Extension gives hand to rising crop of women farmers

Alice Fairfield, owner of Fairfield Farm, talks about some of the techniques she has learned from other farmers. (Ethan Erickson | Corvallis Gazette-Times)
Editor’s note: This story is the third in a series marking the 100th anniversary of Oregon State University Extension Service.
Alice Fairfield moved to the Willamette Valley from the San Francisco Bay Area in 1996 with a particular vision of her 17-acre farm on Lakeside Drive.
“I bought this place thinking I’d have horses galloping around,” she said.
Today, she instead runs one of the few organic u-pick strawberry farms in the state.
Fairfield credits the Oregon State University Extension Service, and most recently Extension’s Willamette Women’s Farm Network, with providing her with the skills that have helped her brave the world of farming.
“They’ve been a wealth of knowledge,” Fairfield said.
And she’s not alone. A handful of local women farmers have discovered ways to increase the profitability and success of their farms through the niche community the network provides.
Around 100 farmers – and those interested in becoming farmers – belong to the network’s listserv.

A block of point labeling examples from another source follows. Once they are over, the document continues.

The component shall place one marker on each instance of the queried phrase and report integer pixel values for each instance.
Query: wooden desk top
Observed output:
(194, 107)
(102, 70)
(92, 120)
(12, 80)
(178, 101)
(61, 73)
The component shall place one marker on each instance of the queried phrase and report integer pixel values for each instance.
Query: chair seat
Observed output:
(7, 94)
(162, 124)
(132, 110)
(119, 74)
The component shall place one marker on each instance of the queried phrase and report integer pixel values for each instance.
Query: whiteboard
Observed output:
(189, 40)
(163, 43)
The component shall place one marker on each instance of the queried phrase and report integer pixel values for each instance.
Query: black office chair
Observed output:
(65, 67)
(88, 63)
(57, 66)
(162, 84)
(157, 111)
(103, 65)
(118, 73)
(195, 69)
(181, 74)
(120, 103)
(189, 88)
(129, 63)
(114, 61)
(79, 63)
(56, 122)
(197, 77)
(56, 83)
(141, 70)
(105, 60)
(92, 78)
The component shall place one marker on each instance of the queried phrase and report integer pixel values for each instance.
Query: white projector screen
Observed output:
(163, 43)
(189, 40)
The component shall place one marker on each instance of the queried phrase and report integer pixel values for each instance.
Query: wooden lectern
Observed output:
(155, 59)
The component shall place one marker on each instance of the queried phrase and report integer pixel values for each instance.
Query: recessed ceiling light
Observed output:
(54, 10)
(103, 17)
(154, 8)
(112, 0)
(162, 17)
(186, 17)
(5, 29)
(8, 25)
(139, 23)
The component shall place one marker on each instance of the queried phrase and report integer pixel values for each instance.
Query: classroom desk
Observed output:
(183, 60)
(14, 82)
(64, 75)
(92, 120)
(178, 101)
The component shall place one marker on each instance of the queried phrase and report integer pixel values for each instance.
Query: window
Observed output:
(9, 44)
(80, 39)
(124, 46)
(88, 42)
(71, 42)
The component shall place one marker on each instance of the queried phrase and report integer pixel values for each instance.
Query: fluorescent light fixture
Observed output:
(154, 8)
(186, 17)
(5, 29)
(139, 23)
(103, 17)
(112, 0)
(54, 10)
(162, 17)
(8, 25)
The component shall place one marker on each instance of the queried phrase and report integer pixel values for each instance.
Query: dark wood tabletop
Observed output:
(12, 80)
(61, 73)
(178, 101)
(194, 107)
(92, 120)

Living in Benton, Linn and Lane counties and ranging in age from mid-20s to 60s, the farmers aim to meet once a month for how-to sessions.
Melissa Fery, a small farms instructor for Benton County’s Extension office, helped create the network in late 2008 with 12 women farmers in response to both a growing number of women attending Extension-sponsored agriculture workshops as well as the rise of similar women farmer organizations on the East Coast.
“The whole mission is to engage women that are farming and ranching in our area so they’re able to work together to increase their business, and provide a social network for these gals,” Fery said.
Similar networks also exist through Extension’s Small Farms Program: southern Oregon’s League of Women Farmers began in fall 2007, and the Portland Metro-area Women Farmer Network began in winter 2010.
Though Fery said the traditional farmer’s wife role meant that many women served as behind-the-scenes “invisible farmers” to their husbands, state- and nationwide trends show that in fact women are more often taking ownership roles on farms.
In a 2007 report, the National Agricultural Statistics Service found that 27 percent of Oregon’s 38,553 farms are principally operated by women. That number rose 17 percent since the statistics service’s previous census in 2002.
Likewise, the statistics service found that 30 percent of farm principal operators nationwide are women, a 19 percent increase since 2002.
But just because they own farmland doesn’t mean women farmers know what it takes to make a profit. Using needs assessments of local farmers early on, Fery found that most women surveyed weren’t confident with hand or mechanically powered tools, whether they’re familiar with farming or not.
“It hasn’t been a traditional women’s role,” Fery said.
Consequently, the monthly meetings developed workshops centered on skills the women farmers wanted to know more about. While some meetings focus on learning a practical skill – everything from building chicken coops to learning how to safely drive a tractor to understanding how farms are taxed – others are visits to each other’s farms to learn what methods others are using.
And, there’s a social aspect – all meetings include a potluck – which leads to new bits of knowledge, too.
“In the course of a conversation, so much comes up that’s so helpful,” Fairfield said, adding that she recently learned which brand of labels to use on plastic packaging for frozen strawberries from a fellow network farmer.
And though many of the farmers are selling their products, there’s no cutthroat competition between one another, said Mindi Thornton, one of the original founders of the network, who has raised blueberries and kiwis on and near her Kiger Island Road property for six years.
“The people involved feel comfortable calling up each other,” she said. “It’s truly a different environment with the women.”
Fairfield plans to continue using network farmers as a resource for future endeavors. Her current project includes turning a one-room cabin on her property into a guest house for farm stays, a growing trend in the agriculture industry nationwide that allows for visitors to be lodged on farms overnight for a taste of farm life.
Fairfield learned about the opportunity through fellow network farmer Scottie Jones, who owns Leaping Lamb Farm Stay in Alsea.
“You just find out so much stuff,” Fairfield said.